Jean-Loup Chrétien : « Il faut un contrôle militaire dans l’espace »

Direction : Ministère des Armées / Publié le : 09 février 2023

Premier Français à être allé dans l’espace en 1982, le général de brigade aérienne (2S) Jean-Loup Chrétien a suivi un parcours hors du commun où il a été tour à tour ingénieur, pilote de chasse, puis astronaute. Toujours aussi passionné, il décrypte les enjeux de la conquête spatiale, notamment pour les armées.

Général (2S) Jean-Loup Chrétien, ancien ingénieur, pilote de chasse et astronaute © EV1 Antoine de Longevialle/Ministère des Armées

Dirigeant d’une société du secteur spatial qui collabore avec la NASA, Jean-Loup Chrétien était l’invité d’honneur du séminaire franco-français du Commandement allié pour la transformation (en anglais, ACT) de l’Otan, à Norfolk, en fin d’année 2022. Sujet abordé : la conquête spatiale, notamment ses implications militaires.

Pourquoi l’espace est-il devenu un lieu incontournable, notamment pour les armées ?

L’Homme possède le gène de l’exploration. Tant qu’il en aura les moyens, il continuera à sillonner la troisième dimension pour atteindre les planètes du système solaire. Mais, à partir du moment où ces dernières deviendront accessibles au plus grand nombre, le risque est que cela se fasse de manière désordonnée. Il faut donc un contrôle et une présence militaire au service de l’ensemble de l’Humanité. Notamment pour protéger le reste de nos concitoyens contre des activités excessives pas forcément pacifiques, venant de « pirates de l’espace », par exemple.

Quelles perspectives entrevoyez-vous pour l’espace, à moyen et long termes ?

L’enjeu n’est pas tellement de s’installer ailleurs, car c’est une utopie. Il est en revanche tout à fait possible d’envisager l’exploitation de matières premières dans l’espace. Cela ne dérangerait personne, tout en soulageant notre planète Terre. Face à un milieu inhospitalier, la tendance naturelle de l’être humain a toujours été le rassemblement.

Votre parcours de spationaute/cosmonaute/astronaute est unique. Malgré tout, ne regrettez-vous pas d’être arrivé un peu tôt, au tout début de la conquête spatiale ?
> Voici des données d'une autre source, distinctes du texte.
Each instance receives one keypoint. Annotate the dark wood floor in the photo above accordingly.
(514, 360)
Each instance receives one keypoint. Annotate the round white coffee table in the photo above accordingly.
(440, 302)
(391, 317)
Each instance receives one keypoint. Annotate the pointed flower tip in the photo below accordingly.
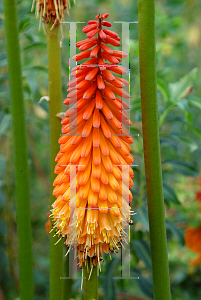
(51, 11)
(97, 141)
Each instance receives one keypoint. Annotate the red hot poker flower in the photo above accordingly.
(101, 147)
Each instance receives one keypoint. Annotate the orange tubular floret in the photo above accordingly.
(96, 141)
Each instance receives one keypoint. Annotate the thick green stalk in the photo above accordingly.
(55, 107)
(20, 152)
(91, 285)
(160, 270)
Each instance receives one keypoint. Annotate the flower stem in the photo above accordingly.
(20, 151)
(90, 285)
(55, 107)
(160, 269)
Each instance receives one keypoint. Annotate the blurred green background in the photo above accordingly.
(178, 45)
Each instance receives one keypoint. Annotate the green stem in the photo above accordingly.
(55, 107)
(20, 152)
(91, 285)
(160, 270)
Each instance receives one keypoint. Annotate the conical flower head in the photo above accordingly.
(96, 140)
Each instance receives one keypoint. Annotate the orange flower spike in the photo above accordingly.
(51, 11)
(99, 147)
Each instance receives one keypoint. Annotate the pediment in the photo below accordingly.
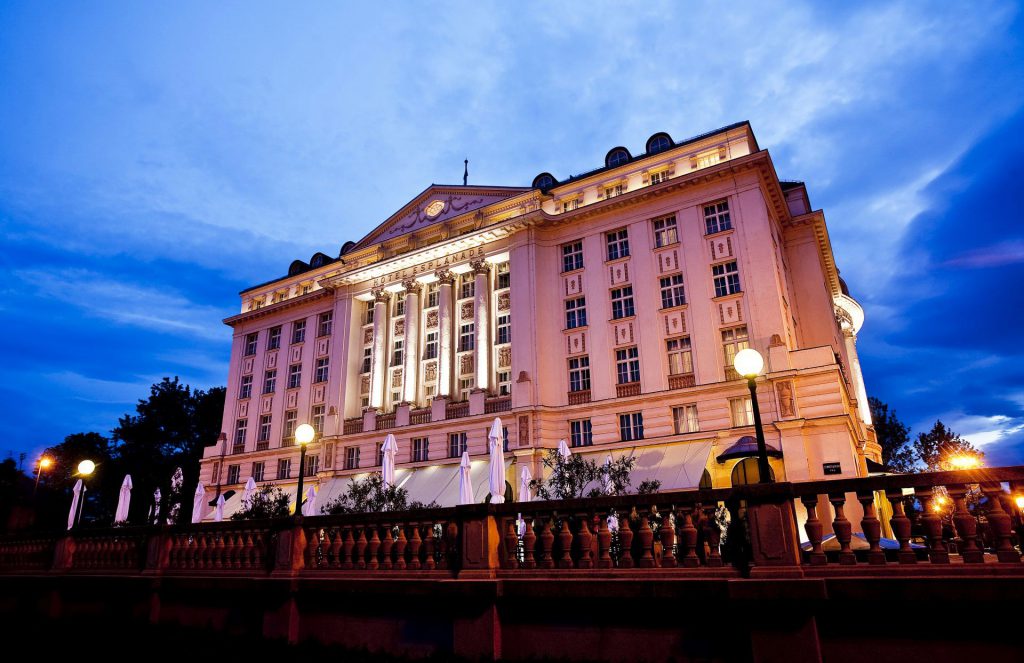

Chaque génération prend ce qui est disponible, et je pense avoir été gâté. J’affirmais déjà en 1961, lors du vol du Russe Youri Gagarine, mon souhait de devenir astronaute. Mes chefs à l’École de l’air ne l’entendaient cependant pas de cette oreille. Ils me répétaient souvent : « Vous serez arrière-grand-père le jour où un Français ira dans l’espace. » J’y suis pourtant allé trois fois. Ces assertions ont donc clairement été démenties (rires).

Votre meilleur souvenir ?

Je garde un excellent souvenir de ma sortie extravéhiculaire en 19881. Je me revois admirer les feux des plates-formes pétrolières qui illuminaient la mer Rouge. Une vision assez féérique. Je garde aussi en mémoire l’arrimage à la station Mir2, quelques années plus tard. L’ouverture des portes est toujours un moment solennel, d’autant plus qu’elle se déroule sous l’œil des caméras de télévision. J’ai pourtant choisi cet instant pour manger des œufs brouillés. Le capitaine de l’équipage d’Atlantis me regarde alors et lance (en anglais) : « Jean-Loup, je ne crois pas que ce soit le moment. » J’étais très gêné, mais cela reste un moment mémorable.

Le Centre d’excellence espace, installé à Toulouse, sera bientôt accrédité par l’Otan. En quoi ce choix symbolise-t-il la reconnaissance du savoir-faire français dans ce domaine ?

Choisir Toulouse est un symbole puissant, car l’aéronautique y est très présente. Le Centre national d’études spatiales et de nombreuses autres entités industrielles sont implantés dans cette ville. Cette zone géographique est la mère nourricière de l’ingénierie spatiale française. Il s’agit donc d’un vrai signal donné à la France.

1 Lors de la mission franco-soviétique Aragatz, il effectue une sortie dans l’espace de 5 heures et 57 minutes depuis la station spatiale soviétique Mir.

2 Le 26 septembre 1997, il décolle de Cap Canaveral à bord de la navette spatiale américaine Atlantis. Destination Mir.